Newly designed from the ground up, 45nm Intel® Atom™ processors pack an astounding 47 million transistors on a single chip measuring less than 26mm², making them Intel's smallest and lowest power processors. All this while delivering the power and performance you need for full Internet capabilities.
                       
 For years at Intel the rule of thumb for power vs. performance was this: a designer could add a feature to a microprocessor design if you get a 1% increase in performance for at most a 2% increase in power. Unfortunately, it's thinking like that which gave us the NetBurst architecture used in the Pentium 4 and its derivatives.
                                                                                                                                                                                                                                                                 The Intel Atom was the first Intel CPU to redefine the rule of                       thumb  and now the requirement is that a designer may add a feature if it yields a 1% increase in performance for at most a 1% increase in power consumption. It's a pretty revolutionary change and it's one that will be seen in other Intel architectures as well (Nehalem comes to mind), but Atom was the first.
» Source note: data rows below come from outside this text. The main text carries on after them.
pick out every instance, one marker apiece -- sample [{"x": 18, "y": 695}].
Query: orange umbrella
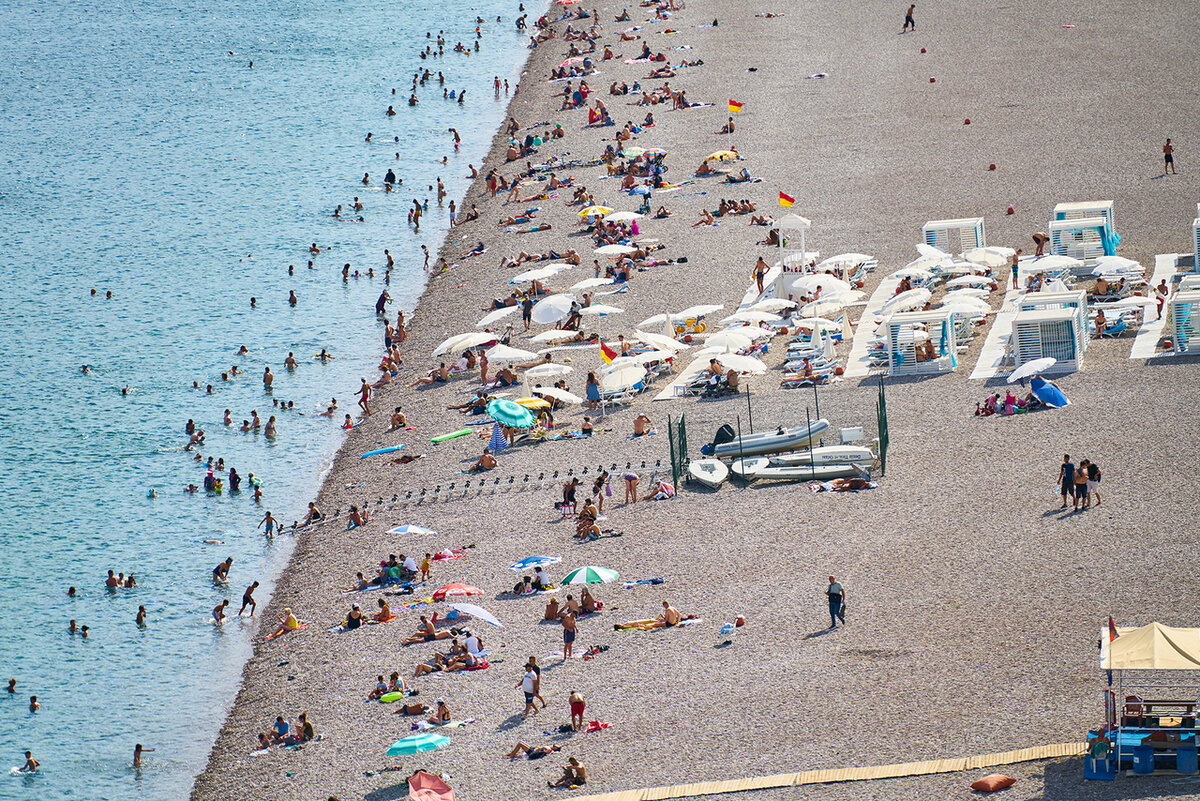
[
  {"x": 455, "y": 590},
  {"x": 427, "y": 787}
]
HAFNIUM-BASED INTEL 45nm PROCESS TECHNOLOGY45nm – A nanometer is one-billionth of a meter. Transistors on our latest processors are just 45-billionths of a meter wide. To get an idea of the size of the technology: you could lay over 2000 of our transistor gates side-by-side and almost equal the diameter of a strand of human hair. The new Hafnium-infused Intel 45nm process allows transistors to be packed more densely than the 65nm process. With the use of hafnium oxide replacing silicon dioxide (in use since the 1960s) the new transistors leak less energy, produce less heat and switch faster.

And what is hafnium? Hafnium (Hf) is a chemical element on the periodic table. It’s silver-gray in color, highly ductile, corrosion resistant, and is chemically most similar to zirconium. Intel engineers discovered that introducing hafnium into silicon chips helps reduce electrical leakage enabling smaller, more energy-efficient and performance-packed processors circuitry, new Intel 45nm high-k metal gate silicon technology helps to dramatically increase processor energy efficiency and equating to more powerful computing experiences and greater flexibility of design.
With this breakthrough transistor technology, Intel is manufacturing serious advantage into every hafnium-based Intel 45nm high-k chip. These revolutionary new notebook and desktop processors enable greater performance in gaming, multimedia, and multitasking—at work, at home, or on the go. Intel 45nm high-k silicon technology can deliver more than a 20 percent improvement in transistor switching speed, and reduce transistor gate leakage by over 10 fold. With roughly twice the density of Intel® 65nm technology, the Intel 45nm packs about double the number of transistors into the same silicon space. That's more than 400 million transistors for dual-core processors and more than 800 million for quad-core. Intel® 45nm technology enables great performance leaps, up to 50-percent larger L2 cache, and new levels of breakthrough energy efficiency



FUTURE
The next generation of the Atom is codenamed "Pineview" which utilizes the "Lincroft" system-on-a-chip architecture and is used in the "Pine Trail" platform. Planned to be announced at CES 2010 and available shortly after. It will be used in netbook/nettop systems, and feature a system-on-chip (SOC) with an integrated single-channel DDR2 memory controller and an integrated graphics core. It will feature hyper-threading, and is to be manufactured on a 45 nm or 32 nm process. The new system-on-a-chip design will use half the power of the older Menlow platform. This reduced overall power consumption and size will make the platform more desirable for use in smartphones and other mobile internet devices.
Intel CEO Paul Otellini has stated that, along with other improvements, Atom (specifically Silverthorne) will shrink to the 32 nm process in 2009 It has been suggested that the Atom will be the first Intel chip to transition to 32 nm due to its small size and low complexity.
The next generation platform for the netbook version of the Intel Atom is codenamed Pine Trail, which utilizes an Atom processor codenamed "Pineview" and a chipset codenamed "Tiger Point". The graphics and memory controller move into the processor, which will be paired with the Tiger Point chipset. This creates a 2 chip platform rather than the 3 chip one currently used with existing Atom chipsets.